Do you think your kids will play as your character in the game?
They'll probably play as another character *laughs*
In your opinion, how close do skateboarding games feel to the real thing, in terms of satisfaction when playing?
It does feel a lot like the real thing. It's very satisfying. It's obviously exaggerated because it's more exciting to look at something or do a trick on a video game when the rails like 40 stairs long compared to nine. Even for me, it's fun because I'm playing a video game and I want it to be a bit exaggerated, a little bit out there. The fact is some of these tricks can happen in the real world, but maybe not as glorified as in a video game, but that's what the video games are for.
What advice do you have for anybody learning to skate?
There's a few things I tell people. The simplest thing is I ask them if they really like it a lot because to be able to learn tricks and progress with skateboarding is a hard thing to force compared to traditional sports. Having said that, it is similar to that: it's a game of repetition, you know? You have to try and try until you finally get something. You're training your muscles to understand what each trick is, until it becomes instinct over time. It's not like you can just flip a switch and get a trick.
Another thing I ask people is 'Are you okay with slamming hard on the ground?', because sometimes that's a real shock to people. That can catch people off guard and really kind of scar them mentally. I have friends who used to skate back in the day and they'll be like, 'Let me jump on your board!', then they slam onto their hip and are completely shocked, and I'm like, 'you haven't skated in like 15-20 years!'. It takes a while to get back into it. You just gotta love it and you got to be okay with taking a hit.
What would you say is the highlight of your career so far?
It's not like specific contests that I've won or things like that. I feel there's a lot of things, even the little ones like learning certain tricks, but I feel like the real highlight is maybe when I was able to buy my first house. I was like, 'Wow, this has got me this far', you know? Skateboarding got me to this point.

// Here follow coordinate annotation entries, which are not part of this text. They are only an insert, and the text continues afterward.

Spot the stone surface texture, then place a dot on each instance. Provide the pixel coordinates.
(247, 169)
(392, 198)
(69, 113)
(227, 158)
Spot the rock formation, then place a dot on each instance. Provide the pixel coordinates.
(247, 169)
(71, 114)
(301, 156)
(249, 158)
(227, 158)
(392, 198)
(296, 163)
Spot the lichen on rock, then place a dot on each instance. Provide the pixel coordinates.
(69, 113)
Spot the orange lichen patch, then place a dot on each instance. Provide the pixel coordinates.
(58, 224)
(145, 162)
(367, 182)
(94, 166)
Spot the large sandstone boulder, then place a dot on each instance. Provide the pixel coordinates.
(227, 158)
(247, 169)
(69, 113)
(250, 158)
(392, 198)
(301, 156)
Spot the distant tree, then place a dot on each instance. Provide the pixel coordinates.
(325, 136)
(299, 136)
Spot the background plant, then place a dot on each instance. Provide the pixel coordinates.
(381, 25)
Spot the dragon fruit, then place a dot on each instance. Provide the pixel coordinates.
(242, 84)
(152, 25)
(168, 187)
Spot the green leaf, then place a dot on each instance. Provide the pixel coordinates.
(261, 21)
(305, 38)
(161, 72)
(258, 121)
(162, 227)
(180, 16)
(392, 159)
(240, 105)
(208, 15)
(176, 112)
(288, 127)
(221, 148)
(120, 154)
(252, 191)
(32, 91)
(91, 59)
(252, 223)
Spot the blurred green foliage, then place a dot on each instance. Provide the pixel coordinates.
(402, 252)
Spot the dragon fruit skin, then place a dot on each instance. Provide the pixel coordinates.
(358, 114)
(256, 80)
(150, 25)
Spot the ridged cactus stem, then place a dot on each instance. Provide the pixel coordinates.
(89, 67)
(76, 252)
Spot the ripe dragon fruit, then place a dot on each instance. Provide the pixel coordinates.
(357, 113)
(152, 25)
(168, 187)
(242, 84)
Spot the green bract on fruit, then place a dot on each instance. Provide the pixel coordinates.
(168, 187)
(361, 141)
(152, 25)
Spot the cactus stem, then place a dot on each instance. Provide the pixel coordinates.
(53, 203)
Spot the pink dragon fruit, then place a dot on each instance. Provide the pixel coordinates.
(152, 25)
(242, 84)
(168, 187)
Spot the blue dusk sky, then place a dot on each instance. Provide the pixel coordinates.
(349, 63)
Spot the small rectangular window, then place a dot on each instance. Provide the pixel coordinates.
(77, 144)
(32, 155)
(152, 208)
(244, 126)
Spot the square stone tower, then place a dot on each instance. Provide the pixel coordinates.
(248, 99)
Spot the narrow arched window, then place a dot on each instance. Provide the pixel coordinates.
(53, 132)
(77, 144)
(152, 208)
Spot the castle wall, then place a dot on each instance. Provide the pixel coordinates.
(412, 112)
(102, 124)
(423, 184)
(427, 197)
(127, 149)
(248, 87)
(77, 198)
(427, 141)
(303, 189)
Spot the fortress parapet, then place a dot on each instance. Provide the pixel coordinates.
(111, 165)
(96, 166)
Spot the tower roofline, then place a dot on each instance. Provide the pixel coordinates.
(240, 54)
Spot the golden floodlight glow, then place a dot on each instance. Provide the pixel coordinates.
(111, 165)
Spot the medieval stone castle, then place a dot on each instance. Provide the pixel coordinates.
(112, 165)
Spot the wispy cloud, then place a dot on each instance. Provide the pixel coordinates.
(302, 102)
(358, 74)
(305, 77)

When I was way younger, I didn't even think about it. Early on when I turned pro, it paid very little money. Tony (Hawk) was there, he'll still vouch for that. I remember when he was starting Birdhouse (Skateboards) when he was maybe in his mid-20s. He thought he was done, you know? He's like, 'I got to start a company'. He had just had kids. He had to start figuring out what to do. That was back in an era where you hit your mid-20s and that was the end of being a professional. Tony showed you that was not the case. You can actually keep going if you stick with it. It was a very small industry where everyone was having fun, and you'd do just enough to get by and keep doing what you love.
Tony Hawk's Pro Skater 1 + 2 - Remastered hits PlayStation 4, Xbox One, and PC on September 4th.